McCulloch is well respected by colleagues across the state, said Matt Selby, president of the Missouri Association of Prosecuting Attorneys, and is frequently called on to help in difficult cases.
“Personally, he is basically above reproach,” Selby said. “He has a vast amount of experience. But you can’t be in the jobs we are in and not have people complaining.”
McCullough is up for re-election this year and on Aug. 5 handily won his first primary challenge since 1998.
The married father of four grew up in St. Louis and earned his undergraduate and law degree from St. Louis University, according to media profiles. He was a clerk for the Missouri Court of Appeals before becoming an assistant prosecuting attorney in St. Louis County in 1978.
Protesters have demanded the name and other information about the officer involved in Brown’s shooting as well as more details about how many shots were fired and why the officer used deadly force. But McCulloch’s office and local and county police have so far refused to identify the officer, other than to say he had served for six years on the Ferguson police force.
One witness, Dorian Johnson, who was walking with Brown at the time, has said in media interviews that Brown put his hands in the air and was not struggling with the officer. He said the officer fired multiple times into Brown’s head and chest. The police officer said Brown was going for his gun when he was shot, according to authorities.

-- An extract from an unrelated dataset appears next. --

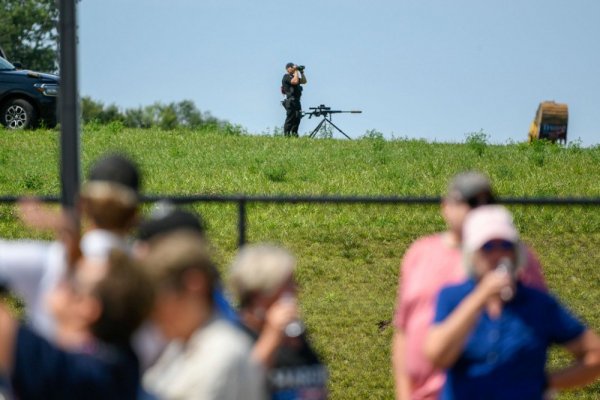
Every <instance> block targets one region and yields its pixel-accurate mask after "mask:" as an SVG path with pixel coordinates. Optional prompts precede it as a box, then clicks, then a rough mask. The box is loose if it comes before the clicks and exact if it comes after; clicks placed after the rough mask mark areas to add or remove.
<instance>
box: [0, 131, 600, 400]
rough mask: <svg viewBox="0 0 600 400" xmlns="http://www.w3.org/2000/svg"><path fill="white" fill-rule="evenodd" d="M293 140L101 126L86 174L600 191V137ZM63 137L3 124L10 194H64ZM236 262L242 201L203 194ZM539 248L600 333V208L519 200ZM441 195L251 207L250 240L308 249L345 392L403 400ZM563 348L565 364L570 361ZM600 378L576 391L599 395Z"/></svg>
mask: <svg viewBox="0 0 600 400" xmlns="http://www.w3.org/2000/svg"><path fill="white" fill-rule="evenodd" d="M371 136H372V137H371V138H368V139H362V140H354V141H349V140H331V139H320V140H314V139H306V138H301V139H285V138H283V137H264V136H238V135H223V134H216V133H214V132H205V131H198V132H192V131H185V130H176V131H160V130H129V129H123V128H122V126H120V125H118V124H113V125H110V126H106V127H98V126H88V128H86V129H85V132H84V134H83V137H82V143H81V151H82V160H83V174H84V175H85V172H86V171H87V168H88V166H89V164H90V162H91V161H92V160H94V159H95V158H96V157H97V156H99V155H100V154H102V153H104V152H106V151H111V150H120V151H125V152H127V153H129V154H131V155H132V156H133V157H134V158H135V159H136V160H137V161H138V162H139V164H140V165H141V168H142V170H143V173H144V191H145V193H147V194H159V193H164V194H198V193H214V194H234V193H245V194H331V195H333V194H345V195H373V196H375V195H400V196H405V195H406V196H409V195H410V196H421V195H422V196H436V195H440V194H442V193H443V192H444V189H445V187H446V184H447V182H448V180H449V179H450V177H451V176H452V175H454V174H455V173H457V172H461V171H464V170H467V169H476V170H480V171H483V172H485V173H487V174H488V175H489V176H490V177H491V178H492V180H493V182H494V185H495V188H496V191H497V192H498V194H499V195H500V196H507V197H514V196H560V197H568V196H594V197H600V179H599V178H600V147H594V148H581V147H580V146H578V145H577V144H575V145H571V146H568V147H560V146H554V145H549V144H546V143H542V142H538V143H535V144H533V145H529V144H526V143H515V144H507V145H489V144H488V143H487V142H486V137H485V135H483V134H474V135H471V136H470V137H468V138H467V140H466V141H465V143H460V144H458V143H457V144H444V143H427V142H425V141H419V140H394V141H385V140H383V139H382V138H380V137H378V136H377V135H371ZM57 139H58V134H57V132H55V131H43V130H42V131H35V132H7V131H0V195H8V194H58V193H59V192H60V190H59V178H58V165H57V160H58V148H57V143H58V140H57ZM194 207H195V209H196V210H198V211H199V212H201V213H202V215H203V216H204V218H205V219H206V222H207V223H208V229H209V234H210V237H211V239H212V241H213V243H214V245H215V247H216V249H217V252H218V259H219V262H220V265H221V267H222V269H223V272H224V274H225V275H226V266H227V265H228V263H229V261H230V260H231V258H232V257H233V254H234V252H235V248H236V240H237V232H236V224H237V209H236V206H235V205H233V204H215V203H211V204H197V205H195V206H194ZM510 208H511V210H512V211H513V212H514V213H515V219H516V223H517V225H518V227H519V229H520V231H521V233H522V236H523V237H524V238H525V240H526V242H527V243H528V244H530V245H531V246H532V247H533V248H534V249H535V251H536V252H537V253H538V254H539V258H540V259H541V261H542V265H543V266H544V273H545V275H546V278H547V280H548V284H549V286H550V288H551V289H552V291H553V292H555V293H556V294H557V295H558V296H560V297H561V299H562V300H563V301H564V302H565V303H566V304H567V305H568V306H569V307H571V309H573V310H574V311H575V312H576V313H577V314H578V315H580V316H581V317H582V318H584V319H585V320H586V321H587V322H588V323H589V324H590V325H591V326H592V327H594V328H595V329H597V330H600V313H599V308H598V304H600V269H599V268H598V266H599V265H600V252H599V251H598V243H600V212H599V211H600V210H599V209H598V207H583V206H577V207H567V206H511V207H510ZM443 228H444V224H443V221H442V219H441V217H440V215H439V210H438V207H437V206H432V205H429V206H425V205H420V206H407V205H401V206H392V205H385V206H374V205H369V206H366V205H333V204H327V205H307V204H284V205H281V204H280V205H265V204H251V205H249V207H248V240H249V241H251V242H259V241H269V242H276V243H281V244H283V245H285V246H287V247H288V248H290V249H291V250H292V251H293V252H294V253H295V254H296V255H297V256H298V258H299V270H298V278H299V282H300V287H301V290H302V294H301V308H302V311H303V314H304V316H305V319H306V322H307V325H308V327H309V330H310V334H311V336H312V339H313V341H314V343H315V345H316V347H317V348H318V350H319V351H320V353H321V354H322V355H323V356H324V358H325V360H326V362H327V364H328V365H329V367H330V371H331V393H332V398H333V399H391V398H393V382H392V376H391V367H390V362H389V359H390V339H391V335H392V328H391V327H389V326H388V325H387V322H388V321H389V320H390V319H391V316H392V312H393V308H394V300H395V296H396V290H397V281H398V266H399V263H400V261H401V259H402V255H403V253H404V251H405V250H406V248H407V247H408V246H409V244H410V243H411V242H412V241H413V240H415V239H416V238H417V237H419V236H422V235H425V234H429V233H432V232H436V231H439V230H442V229H443ZM0 229H1V231H0V232H1V233H0V235H2V236H3V237H9V238H16V237H30V236H32V235H34V233H32V232H29V231H26V230H24V229H23V227H22V226H21V225H20V224H19V223H18V222H17V220H16V219H15V213H14V208H13V207H12V206H1V207H0ZM566 361H567V357H566V356H565V355H564V354H563V353H562V352H558V351H553V352H552V354H551V361H550V364H551V366H553V367H555V366H558V365H561V364H562V363H565V362H566ZM599 397H600V384H596V385H594V386H592V387H590V388H588V389H586V390H584V391H578V392H574V393H568V394H564V395H563V396H562V397H561V398H563V399H574V398H577V399H597V398H599Z"/></svg>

St. Louis County police detectives are preparing a detailed report on the matter, which they plan to deliver to McCulloch in roughly two weeks, officials said. The prosecutor will then evaluate if criminal charges are appropriate.
Officials say the protests and lack of trust in authorities is delaying the investigation and in a news conference Wednesday McCulloch pleaded for more witnesses to come forward. “We are in still the information gathering part of the investigation,” he said.
“One thing that I have pledged is that we will do a full, fair, complete and impartial investigation into this. Nothing will be left untouched. But if we can’t get that information in it doesn’t do anybody any good.”